Regardless of where in the world you are, you have likely seen “World’s Best” claimed at a restaurant. Could be their hamburger, or their ribs, or steak; but whatever it is we all sort of roll our eyes in knowing just because they claim it doesn’t make it so. Superlatives are bold claims that are often hard to believe when proffered by restaurants. A far better way to write is to use true adjectives that are believable; this will go much further in winning hearts and minds as well as building credibility in your restaurant menu copy.
Use Truthful Adjectives in Restaurant Menu Copy
One should only use adjectives that are accurate though (truth in advertising) and not dress up descriptions by stuffing inaccurate adjectives in menu descriptions. Perhaps some of these work for you: “line-caught,” “free-range,” “shade-grown,” etc.
These types of adjectives both more accurately describe what is being served while also making the item sound more appealing and appetizing. Adjectives can conjure positive associations in the mind of the customer where as superlatives conjure images of snake oil salesmen.
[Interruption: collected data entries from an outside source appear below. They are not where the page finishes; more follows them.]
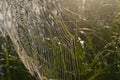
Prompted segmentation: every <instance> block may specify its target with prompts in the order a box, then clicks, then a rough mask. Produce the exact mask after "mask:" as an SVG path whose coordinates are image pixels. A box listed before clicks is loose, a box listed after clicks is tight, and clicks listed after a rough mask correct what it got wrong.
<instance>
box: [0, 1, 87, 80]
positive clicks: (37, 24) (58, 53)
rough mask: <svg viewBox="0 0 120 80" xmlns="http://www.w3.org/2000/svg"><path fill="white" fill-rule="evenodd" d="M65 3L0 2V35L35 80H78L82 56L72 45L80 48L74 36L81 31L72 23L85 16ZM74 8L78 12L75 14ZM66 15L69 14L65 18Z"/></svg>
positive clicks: (7, 1)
Restaurant Industry Legislation for Truth in Advertising
Some government agencies are working to protect and preserve truth in advertising and are cracking down on misleading restaurant menu copy and descriptions. For instance, in Florida, restaurants have long gotten away with serving Tilapia and calling it Grouper (while they taste similar, the price is quite different between the two and so some operators were buying the cheaper Tilapia and selling it as the more expensive Grouper and pocketing the difference).
The Best Approach
In general, the best approach to writing restaurant menu copy is to stick to unique, descriptive, accurate and appealing adjectives and avoid superlatives and false claims. Today’s consumer is willing to pay a little more for a better experience at a restaurant they trust.